In Fig. 2 und in Fig. 3 ist in einem Querschnitt durch die kürzere Seite ein erfindungsgemäßer Verdampfer 20 dargestellt. Die geometrische Figur ist im wesentlichen ein Quader (Fig. 2) oder hat eine quaderähhiche Form (Fig. 3) mit einer rechteckigen horizontalen Querschnittsfläche. Der Wärmetauscher 7 ist wie in Fig. 1 im unteren Bereich des Verdampfers 20 angeordnet, wobei die Zufuhr der Schmutzware so gesteuert wird, daß der Wärmetauscher 7 immer voll bedeckt ist. Die vollständige Bedeckung ist in diesen Darstellungen durch das Füllstandssymbol 21 gekennzeichnet. In dem über dem Wärmetauscher 7 liegenden Ausdampfbereich sind beispielsweise ein oder mehrere Tropfenabscheider, hier dargestellt als Prallglockenabscheider 22 und einer Füllkörperschicht 23. Diese Abscheider dienen der Rückhaltung von Flüssigkeitströpfchen und Schaum. Die Rohre 24 des Wärmetauschers 7 sind erfindungsgemäß so angeordnet, daß sie zur Senkrechten 25 geneigt sind, hier gekennzeichnet durch den Winkel 26. Durch diese Neigung der Rohre 24 zur Senkrechten 25 wird erreicht, daß das Kondensat an den Rohraußenflächen nicht als geschlossener Film, der den Wärmeübergang vom Dampf zum Rohr 24 behindert, sondern nur an der Rohrunterseite abläuft. Dadurch ist der größte Teil der Rohraußenfläche frei von Kondensat und der Wärmeübergang vom Dampf zum Rohr 24 wird verbessert. Das Rohrbündel des Wärmetauschers 7 besitzt erfindungsgemäß eine quaderförmige Form, wodurch eine Leistungsbegrenzung wie beim zylinderförmigen Rohrbündel nicht vorhanden ist und der Einbau in den erfindungsgemäßen Verdampfer 20 platzsparend möglich ist.

In Fig. 2 ist der Wärmetauscher 7 des erfindungsgemäßen Verdampfers 20 als quaderförmiges Rohrbündel gerade in den erfindungsgemäßen Verdampfer 20 eingebaut, wobei der Wärmetauscher 7 so gestaltet ist, daß die Rohre 24 mit einem Winkel 26 zur Senkrechten 25 geneigt in den Wärmetauscher 7 eingebaut sind.

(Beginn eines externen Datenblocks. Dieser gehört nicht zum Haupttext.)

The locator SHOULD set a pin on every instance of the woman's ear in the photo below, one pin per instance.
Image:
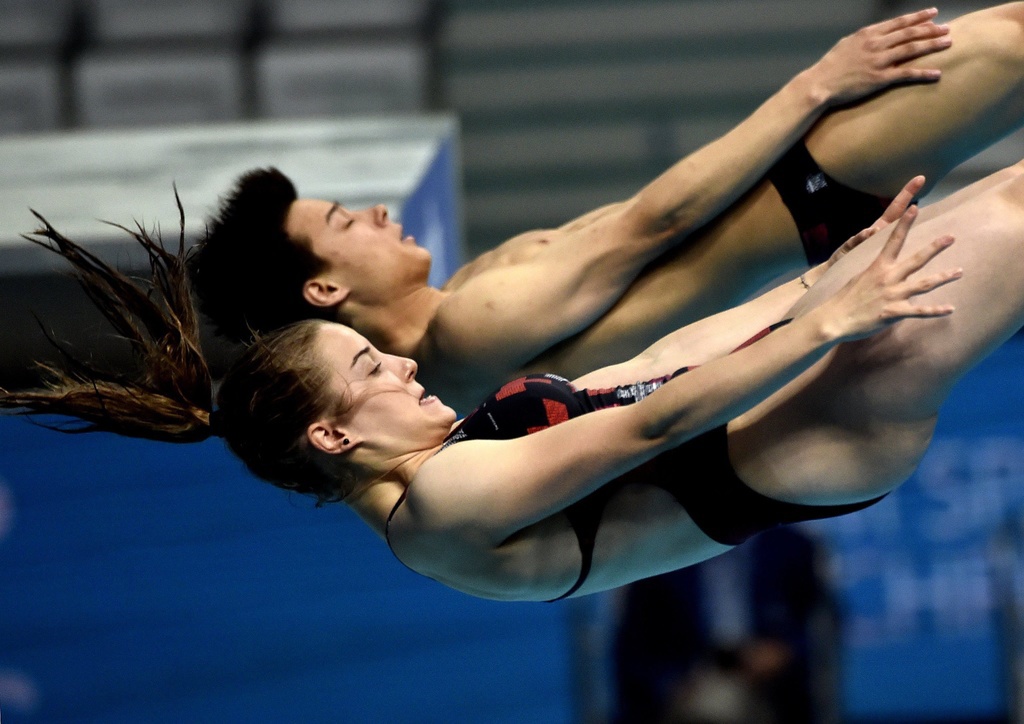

In Fig. 3 ist der Wärmetauscher 7 des erfindungsgemäßen Verdampfers 20 als quaderförmiges Rohrbündel mit senkrecht eingebauten Rohren 24 ausgeführt, wobei der Wärmetauscher 7 selbst mit einem Winkel 26 zur Senkrechten 25 geneigt in den erfindungsgemäßen Verdampfer 20 eingebaut ist.


Anspruch[de]
  1. 1. Vorrichtung zur Verdampfung von Flüssigkeiten mittels mechanischer Brüdenverdichtung mit einem Verdampfer, in dem ein stehendes quaderförmiges Rohrbündel als Wärmetauscher angeordnet und der im Ausdampfbereich mit Strömungshindernissen versehen ist, dadurch gekennzeichnet, daß der Verdampfer (20) eine quaderänliche Form mit einer rechteckigen horizontalen Querschnittsfläche aufweist, der Wärmetauscher (7) quaderförmig gestaltet und im unteren Bereich des Verdampfers (20) so angeordnet ist, daß die Rohre (24) des Wärmetauschers (7) mit einem Winkel (26) zur Senkrechten (25) geneigt sind.
  2. 2. Vorrichtung nach Anspruch 1, dadurch gekennzeichnet, daß der Wärmetauscher (7) gerade in den Verdampfers (20) eingebaut ist, wobei die Rohre (24) mit einem Winkel (26) zur Senkrechten (25) in den Wärmetauscher (7) eingebaut sind.
  3. 3. Vorrichtung nach Anspruch 1, dadurch gekennzeichnet, daß der Wärmetauscher (7) mit einem Winkel (26) zur Senkrechten (25) in den Verdampfer (20) eingebaut ist, wobei die Rohre (24) senkrecht in den Wärmetauscher (7) eingebaut sind.